Ngadji is a wooden drum with dimensions of 276.50 cm in height, 60 cm in width, and 70 cm in depth. To the Pokomo people in Kenya, the instrument is a symbol of authority, spirituality, governance and social order. The drum is a museum artifact currently in the possession of the British Museum. It was carved by a talented wood carver from a sacred tree made from a hollow tree trunk in which the dried skin is stretched in other to produce strong and powerful echoes. The size of the drum is more than five feet tall.

==History==
In 1902, British colonial officials in Kenya seized the Ngadji during resistance to British land and tax policies. Colonial administrator Claud Hollis gifted it to the British Museum in 1908. The British Museum has acknowledged that the Mgadji was confisticated before it received it as a donation in 1908.

==Cultural significance==
Ngadji is a symbol of authority, governance and social order for the Pokomo people. It was designed to make loud and powerful reverberations in order to be heard along the Tana River. It has the ability to get the attention of Pokomo people and bring them together for spiritual, traditional ceremonies, and unification in worship. Unique reverberations of Ngadji are used in signaling the enthronement of the king.

It goes beyond its physical form to connect to its importance and role in the community. It United the Pokomo people together for their activities. Council of elders named the Kidjo are connected to the drum because of the traditional authority they held and some of the spiritual practices they perform connected to the Ngadji drum. The absence of Ngadi created a void in the Pokomo's cultural and spiritual traditions of the Pokomo.

==Repatriation efforts==
Mkidjo Baiba works and resides in Liverpool, United Kingdom where he came in contact with the Ngadji drum at the British Museum in 2013 which led to the efforts in recovering the drum. He was an indigene of Pokomo and brother of the King of Pokomo who knew about the history of the drum and was quick to identify the sacred drum at the British Museum after 100 years since its diappearance. When he returned to Kenya, he called for the first meeting with the Chairman of the Gasa Council of Leaders, Mzee(Haye) Mohamed Akare Berhe. In this meeting, he shared the news of seeing the Ngadji drum with them. This was an exciting news to the community and Mkidjo Baiba Dhidha Mjidho was permitted to carry on with the plans to return the drum.

A cultural festival was held in the year 2014 in Hola which was actively supported by The Tana River Department of Tourism, Culture and Wildlife conservation in order to bring up the Pokomo traditional practices which included their dance, rituals and craft. A picture of the Ngadji drum was also displayed while the Gasa elders delivered speeches on the cultural significance of the drum while pushing the effort and importance of recovering it.

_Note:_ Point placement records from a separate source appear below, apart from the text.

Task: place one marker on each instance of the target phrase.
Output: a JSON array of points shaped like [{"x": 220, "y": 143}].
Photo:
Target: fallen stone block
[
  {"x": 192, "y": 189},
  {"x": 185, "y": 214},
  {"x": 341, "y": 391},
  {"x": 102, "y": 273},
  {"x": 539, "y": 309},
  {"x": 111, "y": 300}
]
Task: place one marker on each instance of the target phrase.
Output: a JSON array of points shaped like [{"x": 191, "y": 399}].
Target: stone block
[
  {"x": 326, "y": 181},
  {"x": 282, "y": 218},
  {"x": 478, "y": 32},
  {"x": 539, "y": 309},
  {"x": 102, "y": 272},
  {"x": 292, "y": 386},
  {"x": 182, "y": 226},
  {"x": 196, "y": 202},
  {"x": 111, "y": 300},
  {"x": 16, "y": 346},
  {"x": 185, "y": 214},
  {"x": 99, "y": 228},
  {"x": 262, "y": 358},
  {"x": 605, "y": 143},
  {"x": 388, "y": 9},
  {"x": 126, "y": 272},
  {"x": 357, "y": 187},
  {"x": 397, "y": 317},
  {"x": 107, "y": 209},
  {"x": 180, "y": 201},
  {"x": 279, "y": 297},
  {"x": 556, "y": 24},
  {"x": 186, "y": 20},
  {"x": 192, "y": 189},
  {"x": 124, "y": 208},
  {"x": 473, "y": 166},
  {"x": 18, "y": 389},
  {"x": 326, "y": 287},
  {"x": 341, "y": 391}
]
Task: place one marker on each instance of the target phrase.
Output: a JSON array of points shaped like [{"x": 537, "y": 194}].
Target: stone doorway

In 2016, Haye (Dr) Makorani-a-Mungase VII King of Pokomo and Mkidjo Baiba visited the British Museum to see the Ngadji and subsequently requested its return. The museum declined restitution and offered a temporary loan, which was rejected. In 2019 Haye (Dr) Makorani-a-Mungase VII and Mkidjo Baiba established the Recovery of the Ngadji Initiative in the UK to strengthen the campaign for the drum's restitution. In August 2019, Brad Torum launched an online petition as part of restitution efforts asking that the British Museum return the Ngadji drum. The Pokomo community also sent a letter signed by the council of elders to the British Museum requesting the return of the Ngadji. The Pokomo people want a total return of the drum rather than a loan.

In 2020, the Recovery of the Ngadji Initiative joined forces with the diaspora group, Black Initiative Alliance to strengthen its campaign for the return of the sacred Ngadji drum to the Pokomo people. The Pokomo community, together with the county government and the State of the African Diaspora, signs an agreement to pursue the restoration and return of the Ngadji drum from the British Museum. The State of African Diaspora, with support from the Pokomo community and local government, contacted the British Museum seeking the Ngadji's return. The museum noted that it was already engaging with the Black Initiative Alliance and Recovery of the Ngadji Initiative. Dispute over representation in restitution negotiations. The State of African Diaspora has asked the British Museum to clarify who was authorised to represent the Pokomo community and requested that negotiations with the Recovery of the Ngadji Initiative be paused pending clarification.